# Question: OTA mandates



## bryan92 (Oct 30, 2003)

I have read articles and FCC pages until Im blue in the face. Im still confused. I wanted to ask this...If a station is in the top 100 markets (Savannah,Ga), 98 to be exact. , will they be required to be at a higher power by July of this year?

In other words, all stations are finally broadcasting in digital. Well, except for PBS ( I dont care about that right now). They have all been at a power that I cannot receive their signal, some for as long as two years. Stations kept saying this year (03) and the next (04). Anyway, is this their year? 
If I didnt give enough info let me know. Thanks for any replies.


----------



## boylehome (Jul 16, 2004)

bryan92 said:


> I have read articles and FCC pages until Im blue in the face. Im still confused. I wanted to ask this...If a station is in the top 100 markets (Savannah,Ga), 98 to be exact. , will they be required to be at a higher power by July of this year?
> 
> In other words, all stations are finally broadcasting in digital. Well, except for PBS ( I dont care about that right now). They have all been at a power that I cannot receive their signal, some for as long as two years. Stations kept saying this year (03) and the next (04). Anyway, is this their year?
> If I didnt give enough info let me know. Thanks for any replies.

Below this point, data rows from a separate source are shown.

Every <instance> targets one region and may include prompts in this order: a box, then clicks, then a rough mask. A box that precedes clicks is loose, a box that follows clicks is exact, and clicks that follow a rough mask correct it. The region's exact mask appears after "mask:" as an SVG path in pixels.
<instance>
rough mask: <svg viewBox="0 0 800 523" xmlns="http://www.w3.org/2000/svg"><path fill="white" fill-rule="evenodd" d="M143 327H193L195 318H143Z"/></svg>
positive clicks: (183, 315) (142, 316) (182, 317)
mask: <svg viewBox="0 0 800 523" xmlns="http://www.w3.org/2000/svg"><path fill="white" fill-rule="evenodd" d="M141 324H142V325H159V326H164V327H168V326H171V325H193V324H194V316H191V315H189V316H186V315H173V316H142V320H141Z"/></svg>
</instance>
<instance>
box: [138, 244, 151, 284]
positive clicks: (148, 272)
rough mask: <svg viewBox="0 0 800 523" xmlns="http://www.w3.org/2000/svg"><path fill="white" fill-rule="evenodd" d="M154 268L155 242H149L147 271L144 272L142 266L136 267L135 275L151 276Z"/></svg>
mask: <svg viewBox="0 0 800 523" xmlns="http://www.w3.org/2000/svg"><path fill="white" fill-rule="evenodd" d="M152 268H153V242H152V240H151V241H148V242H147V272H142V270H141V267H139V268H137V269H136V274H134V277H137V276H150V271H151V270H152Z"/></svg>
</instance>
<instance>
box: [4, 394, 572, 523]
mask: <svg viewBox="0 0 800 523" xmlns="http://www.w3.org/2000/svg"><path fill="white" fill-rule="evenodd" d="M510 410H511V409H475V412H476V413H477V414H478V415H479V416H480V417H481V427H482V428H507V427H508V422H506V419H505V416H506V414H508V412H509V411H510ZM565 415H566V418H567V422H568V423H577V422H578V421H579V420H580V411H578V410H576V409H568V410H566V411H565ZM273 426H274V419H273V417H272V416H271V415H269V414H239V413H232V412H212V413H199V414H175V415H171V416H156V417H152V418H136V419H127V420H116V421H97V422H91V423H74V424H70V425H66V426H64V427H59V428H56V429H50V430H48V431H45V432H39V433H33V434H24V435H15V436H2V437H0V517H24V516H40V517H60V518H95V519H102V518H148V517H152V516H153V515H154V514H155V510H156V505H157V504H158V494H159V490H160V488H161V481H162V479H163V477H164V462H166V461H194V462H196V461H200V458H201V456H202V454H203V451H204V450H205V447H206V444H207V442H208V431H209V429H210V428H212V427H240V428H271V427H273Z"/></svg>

I believe that is the correct assumption. However, I also believe that there are some stipulations that may delay digital channels going to full power until Dec. 2009.


----------



## Mike D-CO5 (Mar 12, 2003)

From what I read at www.TvTechnology.com website back in August of last year, July 2005 is the deadline for Abc, Cbs, Fox, and Nbc in the top 100 markets and July 2006 for the rest. IN addition , the Fcc also voted to require broadcasters to carry PSIP in their digital signals . Psip is a data stream carried in the DTV signal that tells receiving devices to act on certain commands, including channels identification , closed captioning, program gides and V-chip.

OF course this was last year when Michael Powel was the Fcc Chairman. Who knows what they have changed since then.


----------



## bryan92 (Oct 30, 2003)

Thanks, thats what I gathered from all the reading. Im not going to be dissapointed if it doesnt happen next month after the years of waiting.


----------